At last Mr. Ogden returned.

“Mr. Marchand is able to spare a few minutes for a chat, Miss Woodville. If you will come with me?”

Over the past eight years she’d learned the lengths she was willing to go to protect her family, and more than a little about shameless bargaining. She’d walked into the unknown nearly every day.

She stood, squared her shoulders, hiked her chin, and like a madwoman followed him into the Reaper’s den.

Chapter Two

Ginny’s father had once received a rifle from his friend and rival, the Earl of Sydenham. It had a lustrous walnut stock, a filigreed trigger guard, and a silver thumb plate engraved with her father’s initials. It was a work of art that could blow a man’s head off at two hundred paces.

Mr. Marchand was like meeting that rifle in the flesh.

He was standing in the sunbeam slanting down from the high arched window.

She’d needed to tilt her head what felt like an inordinate distance to discover his eyes were gray. The jolt she felt upon meeting them was, in fact, like touching the hot barrel of a gun.

Whereupon she was assailed by a host of inconvenient epiphanies.

The first was that this was not a man who could be mesmerized by a copper-colored dress. It afforded about as much strategic defense as an eggshell.

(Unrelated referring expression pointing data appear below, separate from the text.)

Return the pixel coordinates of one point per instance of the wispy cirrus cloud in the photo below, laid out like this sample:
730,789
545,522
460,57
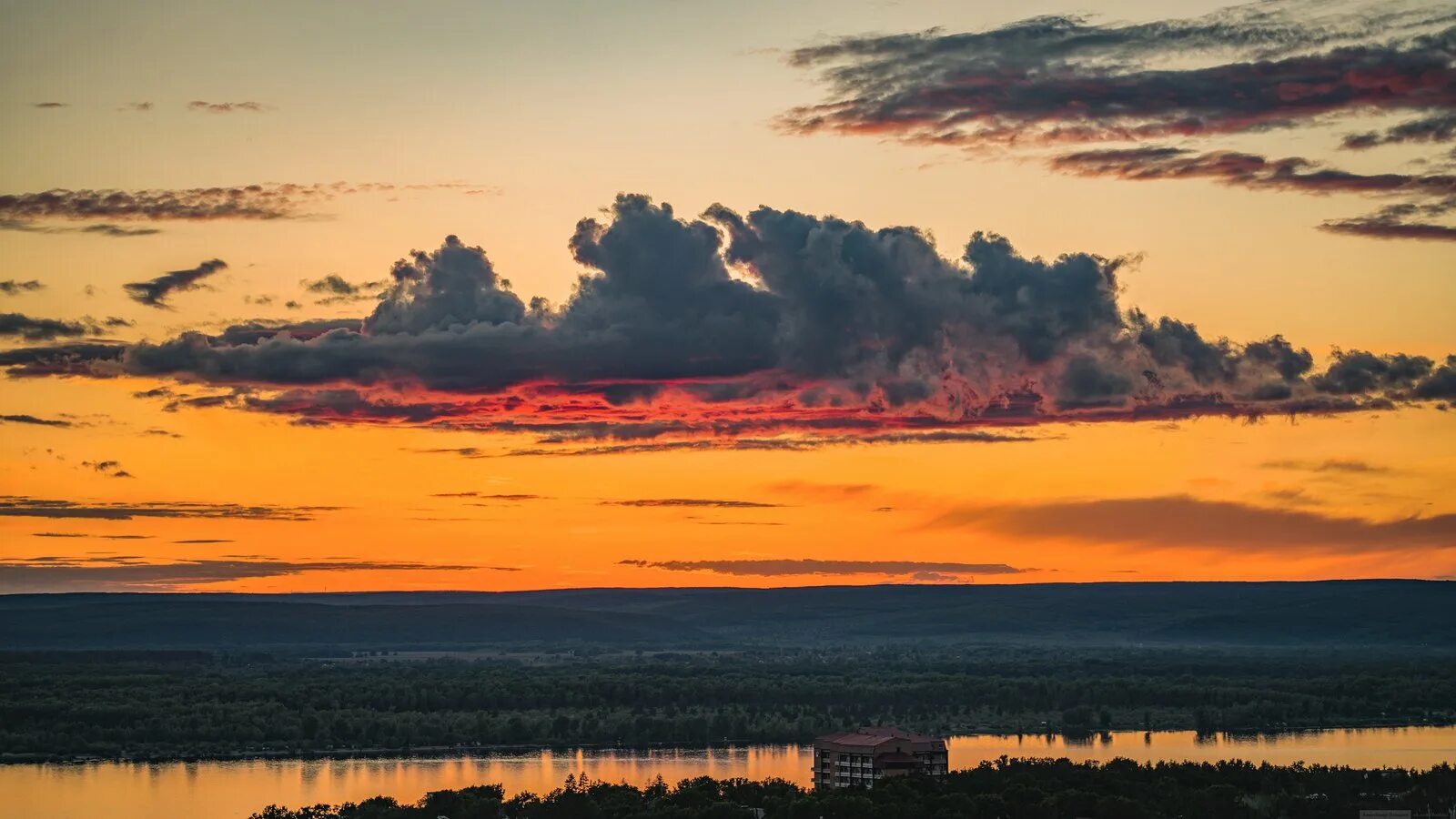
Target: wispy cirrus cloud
24,506
692,503
247,106
120,573
36,421
791,567
1057,80
34,329
1329,465
1181,522
157,292
771,331
38,212
12,288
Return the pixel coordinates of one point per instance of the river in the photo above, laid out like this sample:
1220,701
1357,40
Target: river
237,789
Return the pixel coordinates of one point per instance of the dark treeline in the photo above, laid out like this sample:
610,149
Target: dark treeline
1008,789
198,704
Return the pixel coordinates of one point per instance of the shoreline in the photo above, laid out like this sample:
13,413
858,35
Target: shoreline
495,749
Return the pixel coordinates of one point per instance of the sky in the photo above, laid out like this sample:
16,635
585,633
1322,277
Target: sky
660,293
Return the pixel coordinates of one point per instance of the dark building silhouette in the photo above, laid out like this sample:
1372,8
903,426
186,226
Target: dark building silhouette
864,756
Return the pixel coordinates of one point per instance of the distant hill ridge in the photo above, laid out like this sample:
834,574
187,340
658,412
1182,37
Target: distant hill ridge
1336,612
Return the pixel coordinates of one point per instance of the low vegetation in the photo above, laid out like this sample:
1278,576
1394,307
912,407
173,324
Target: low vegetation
1008,789
155,705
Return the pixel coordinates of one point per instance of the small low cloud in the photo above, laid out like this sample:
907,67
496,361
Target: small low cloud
109,468
91,535
335,288
1179,521
916,570
121,573
155,292
1329,465
22,506
692,503
249,106
34,329
12,288
510,497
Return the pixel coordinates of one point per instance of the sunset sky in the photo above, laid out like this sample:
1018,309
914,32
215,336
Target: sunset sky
851,292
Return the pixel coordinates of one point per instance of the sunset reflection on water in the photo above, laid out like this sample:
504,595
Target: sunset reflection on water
233,790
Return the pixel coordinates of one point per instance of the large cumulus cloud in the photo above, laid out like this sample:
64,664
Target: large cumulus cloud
753,324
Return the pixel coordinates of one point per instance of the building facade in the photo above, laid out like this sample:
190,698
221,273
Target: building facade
868,755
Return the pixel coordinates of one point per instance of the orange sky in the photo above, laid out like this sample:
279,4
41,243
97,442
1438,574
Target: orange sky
513,124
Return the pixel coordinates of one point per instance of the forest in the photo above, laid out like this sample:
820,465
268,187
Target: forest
1006,789
198,704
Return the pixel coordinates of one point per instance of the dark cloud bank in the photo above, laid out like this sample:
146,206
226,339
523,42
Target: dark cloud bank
1045,84
155,292
34,329
36,212
118,573
24,506
737,329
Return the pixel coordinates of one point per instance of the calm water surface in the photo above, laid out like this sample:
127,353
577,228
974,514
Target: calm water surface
233,790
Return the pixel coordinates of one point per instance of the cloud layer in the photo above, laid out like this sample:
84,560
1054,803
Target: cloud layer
24,506
155,292
1046,84
929,571
743,329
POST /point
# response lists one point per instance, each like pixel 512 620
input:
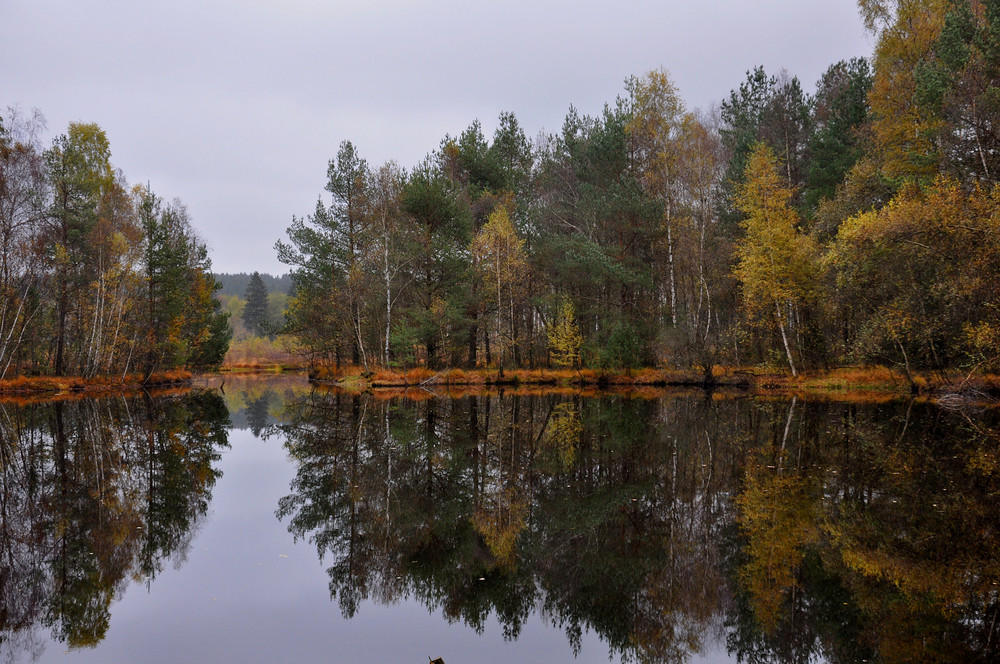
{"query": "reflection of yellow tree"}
pixel 500 522
pixel 563 433
pixel 778 514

She didn’t need to inspect him to be certain that his coat, trousers, and waistcoat were expensive, current, and exquisitely tailored, as tasteful as the surroundings, and also that all of this was sheep’s clothing. No gentleman had need of shoulders thatbroad, for one thing. They were unseemly, nefarious shoulders, no doubt acquired by doing things like wrestling people to the ground. And no gentleman she’d ever met exuded the unsettlingly calm confidence of a predator in repose.

He was slapping her calling card lightly against his palm.

“Engraved,” he mused. The rich timbre of his voice rustled across her nerve endings in a disturbingly pleasant way. “Impressive, Miss Woodville. I find I get so much more out of the experience if I can feel the words as well as read them.”

Detecting a whiff of irony, she narrowed her eyes slightly. “My thoughts exactly.”

He spoke with a gentleman’s cadences. No doubt learned through parroting.

Maddeningly, she could read no conclusions about her in his eyes. They were remote and vigilant and cynical. It was easy to believe that the person looking out of them had seen things beyond the reach of her imagination. Despite her better judgment, she wanted to know what those things were, for the same reason she’d asked fellow boardinghouse guest Mr. Delacorte, a salesman of exotic remedies, if she could have a look in his medicine case last night, and why she had taken Mrs. Haddock up on her offer to teach all the Woodvilles how to roll cheroots. One never knew what kinds of knowledge would come in useful.

Finally, Mr. Marchand extended her card to her.

Too late she realized she ought to have magnanimously said “Keep it.”

He arched a knowing brow when she took it from him.

She flushed. Clearly, he knew that engraving was expensive. This man knew the cost of everything, she would warrant.